Eine sehr reizvolle Aufgabe, die gleichzeitig aber auch eine Herausforderung ist. Wir sind hier in einer Kirche und nicht in einem Opernhaus. Dadurch haben wir eine ganz andere akustische Situation, mit der wir umgehen müssen. Nun kenne ich die Friedenskirche schon von früheren Konzerten, aber durch unseren Bühnenaufbau, der einmal komplett längs durch das Kirchenschiff geht, ergeben sich ganz neue Konstellationen. Das Orchester sitzt an der Stirnseite, die Sänger sind auf der Bühne ständig in Bewegung. Da kann es passieren, dass so ein Sänger mal nur einen Meter vom Publikum entfernt ist, das Orchester aber zehn Meter. Hier die richtige Mischung und das Zusammenspiel zu gewährleisten, dass ist die größte Herausforderung.
Da bevorzugen Sie dann wohl doch lieber die Arbeit im klassischen Opernhaus?
Das kann ich so nicht sagen, denn ich habe einige Erfahrung mit Inszenierungen an ungewöhnlichen Orten. Deutschlandweit werden derzeit viele Opernhäuser renoviert, da braucht es Ausweichstandorte. Und nach meiner Erfahrung sind diese ungewöhnlichen Spielorte fast immer ein Gewinn für das Publikum. Denn das Publikum liebt es, auch mal aus dem starren Guckkastensystems der Opernhäuser herauszukommen und viel näher am Geschehen zu sein. Hier in der Friedenskirche, wo ja noch ein Chor dazukommt, ist das Publikum buchstäblich mitten im Klang drin. Das ist ein Erlebnis, das man sonst nicht hat.
Am Freitag bringen Sie mit „Jephtha“ ein Oratorium zur Aufführung.
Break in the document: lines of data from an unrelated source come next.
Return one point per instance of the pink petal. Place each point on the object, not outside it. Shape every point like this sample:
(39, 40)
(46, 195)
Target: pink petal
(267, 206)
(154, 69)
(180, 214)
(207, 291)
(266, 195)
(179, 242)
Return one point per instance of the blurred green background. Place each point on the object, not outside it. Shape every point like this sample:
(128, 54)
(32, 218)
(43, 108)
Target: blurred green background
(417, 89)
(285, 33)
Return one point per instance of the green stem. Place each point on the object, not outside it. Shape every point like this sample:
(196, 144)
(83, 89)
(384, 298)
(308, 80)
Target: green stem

Die alttestamentarische Geschichte vom Feldherrn Jephtha, der für den göttlichen Beistand bei einem erfolgreichen Feldzug kurz davor steht, seine eigene Tochter zu opfern. Haben Sie sich für ein Oratorium entschieden, weil Sie in einer Kirche spielen?
Als die Organisatoren der Winteroper auf mich zukamen, um mit mir wieder zu inszenieren, entstand die gemeinsame Idee, ein Oratorium in der Kirche aufzuführen. Und da habe ich gesagt: Ja, wunderbar. Wir machen „Jephtha“.
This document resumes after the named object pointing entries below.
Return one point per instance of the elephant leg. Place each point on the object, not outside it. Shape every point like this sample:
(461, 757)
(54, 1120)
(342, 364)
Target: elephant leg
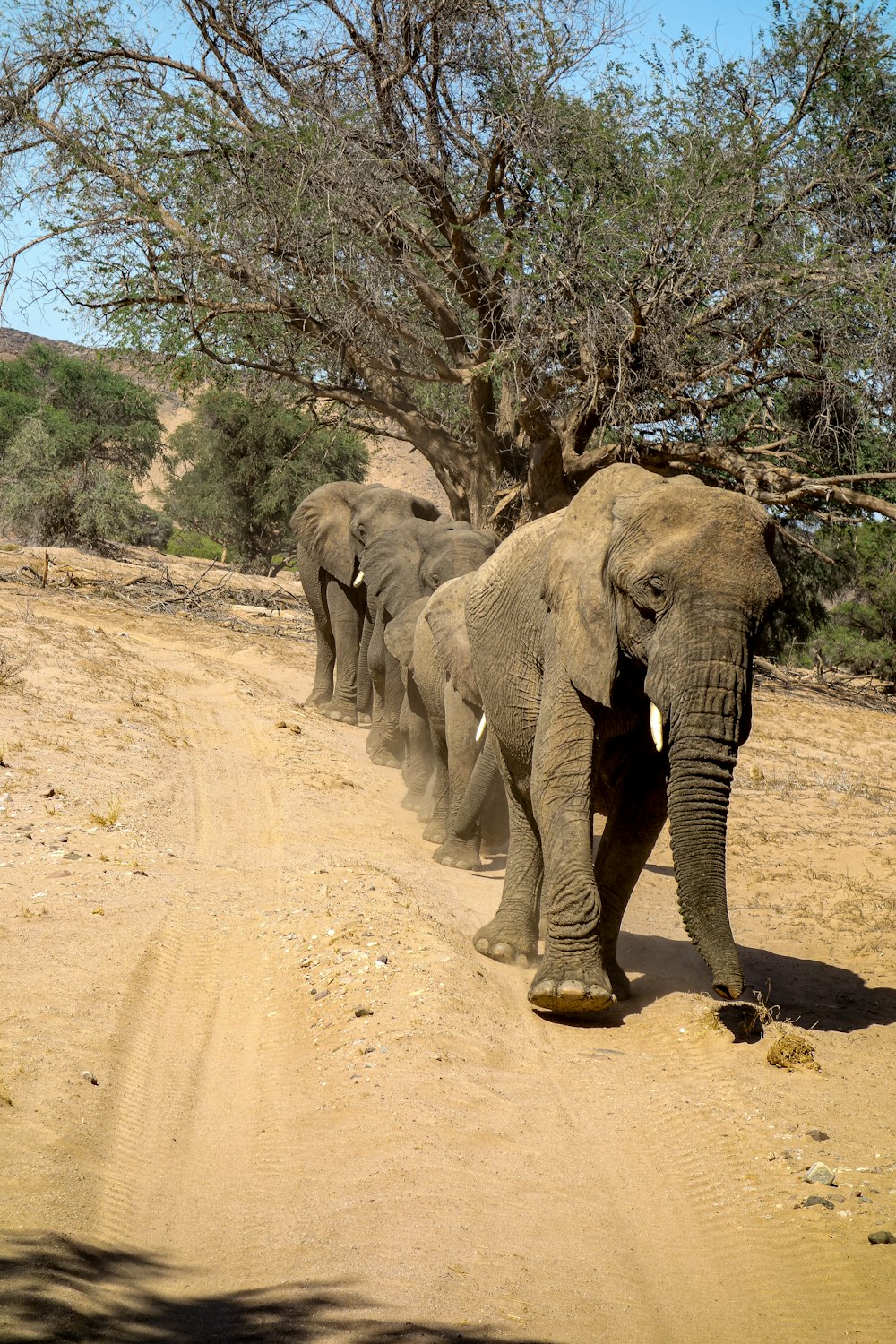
(376, 667)
(512, 935)
(384, 739)
(635, 817)
(571, 978)
(460, 725)
(346, 618)
(365, 699)
(418, 761)
(312, 580)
Warum ausgerechnet dieses, kaum bekannte, Oratorium?
„Jephtha“ ist für mich eines der absoluten Höhepunkte der Kompositionskunst von Händel. Es gehört mit zu seinen allerbesten Stücken. Dieses Oratorium ist hochdramatisch und mit den besten Chören, die Händel geschrieben hat. Und auch die Arien sind von einer fast unglaublichen dramaturgischen Bandbreite. Und ich will dieses Oratorium schon seit 20 Jahren auf die Bühne bringen.
„Jephtha“ war das letzte Oratorium, das Händel geschrieben hat.
In der Zeit, in der er „Jephtha“ schrieb, ist Händel fast erblindet. Er musste deshalb sogar die Arbeit unterbrechen. Und wir wissen aus seinen Aufzeichnungen auch genau wann das war, als er nämlich den Chor „How dark, O Lord, are Thy decrees“ im zweiten Akt schrieb. Dieses Leiden, das schlägt sich auch in dem Oratorium nieder.
Händel schrieb „Jephtha“ 1751, acht Jahre vor seinem Tod. Spiegelt sich in diesem Oratorium also auch seine Auseinandersetzung mit dem bevorstehenden Ende wider?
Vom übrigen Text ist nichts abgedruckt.